Surtout ne me dessine pas un mouton
Françoise Lefèvre, Stock mai 1995

Abandonner l’écriture est sûrement ce qui m’aura coûté le plus, car vois-tu, quand on écrit, on est délivré de tout. Il n’y a plus ni terre, ni ciel. On est avalé par l’azur, le vent, le feuillage, les trilles d’un oiseau, le rubis d’un vin. On est là et on n’y est pas. Je ne connais rien de comparable à cet état. Absolument rien. Ni l’amour. Ni le deuil. Ni la faim. Ni la soif. Ni le désir. Ni l’absence. Ni la douleur. Cet état d’écrire, je peux seulement le comparer à ce que j’ai décelé dans ton autisme durant ces cinq ans où j’ai renoncé à l’écriture : Rêverie bloquée. Image hurlante figée.
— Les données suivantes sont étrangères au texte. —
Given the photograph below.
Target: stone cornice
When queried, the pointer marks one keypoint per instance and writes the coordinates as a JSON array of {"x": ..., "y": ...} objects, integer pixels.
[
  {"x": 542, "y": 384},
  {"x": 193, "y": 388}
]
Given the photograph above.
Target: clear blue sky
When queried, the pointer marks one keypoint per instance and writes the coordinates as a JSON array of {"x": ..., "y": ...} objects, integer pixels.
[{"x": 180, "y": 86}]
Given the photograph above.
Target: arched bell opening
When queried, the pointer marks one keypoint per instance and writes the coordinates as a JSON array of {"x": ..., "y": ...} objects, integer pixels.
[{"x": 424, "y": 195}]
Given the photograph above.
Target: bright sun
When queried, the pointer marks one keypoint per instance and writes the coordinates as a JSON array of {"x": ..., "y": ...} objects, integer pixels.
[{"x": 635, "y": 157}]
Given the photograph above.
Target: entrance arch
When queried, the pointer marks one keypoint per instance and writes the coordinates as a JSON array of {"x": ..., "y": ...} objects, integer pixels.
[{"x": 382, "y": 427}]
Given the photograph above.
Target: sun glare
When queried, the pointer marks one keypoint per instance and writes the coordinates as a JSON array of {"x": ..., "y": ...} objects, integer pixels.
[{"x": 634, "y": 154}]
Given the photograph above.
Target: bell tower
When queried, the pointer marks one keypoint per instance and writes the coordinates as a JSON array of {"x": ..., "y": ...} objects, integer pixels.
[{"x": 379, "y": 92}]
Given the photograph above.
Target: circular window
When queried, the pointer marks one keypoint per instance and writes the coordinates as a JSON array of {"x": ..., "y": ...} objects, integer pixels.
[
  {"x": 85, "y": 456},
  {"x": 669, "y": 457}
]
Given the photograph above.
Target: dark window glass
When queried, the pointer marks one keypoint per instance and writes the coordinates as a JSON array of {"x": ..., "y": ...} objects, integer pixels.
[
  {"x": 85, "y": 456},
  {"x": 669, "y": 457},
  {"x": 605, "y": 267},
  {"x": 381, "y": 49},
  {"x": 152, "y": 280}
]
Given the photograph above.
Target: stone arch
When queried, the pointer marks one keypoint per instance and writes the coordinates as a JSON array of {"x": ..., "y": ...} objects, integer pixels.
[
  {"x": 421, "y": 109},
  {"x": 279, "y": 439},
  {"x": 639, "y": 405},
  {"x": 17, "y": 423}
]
Le vrai langage reste intérieur. Impossible de le sortir par la bouche, de l’articuler, il doit suivre un cours mystérieux, à la manière d’une rivière souterraine avec ses tourbillons, ses méandres, ses siphons. Eau rapide à l’extrême. Bouillonnante et dangereuse. Terriblement retenue, endiguée, enfermée. On pourrait dire emprisonnée, comme la parole de beaucoup d’autistes. Il faut un point de résurgence. Et résurgence va avec ressuscité. Or le langage, la communication ne passent pas forcément par la voix parlée ou le geste. Encore moins la parole sociale.
Il y a une souffrance à se taire, mais parfois une souffrance encore plus grande à parler. « Je suis bien dans ma tête » me disais-tu à six ans. « Je veux y retourner pour continuer mon rêve. Je ne veux pas qu’il s’arrête ».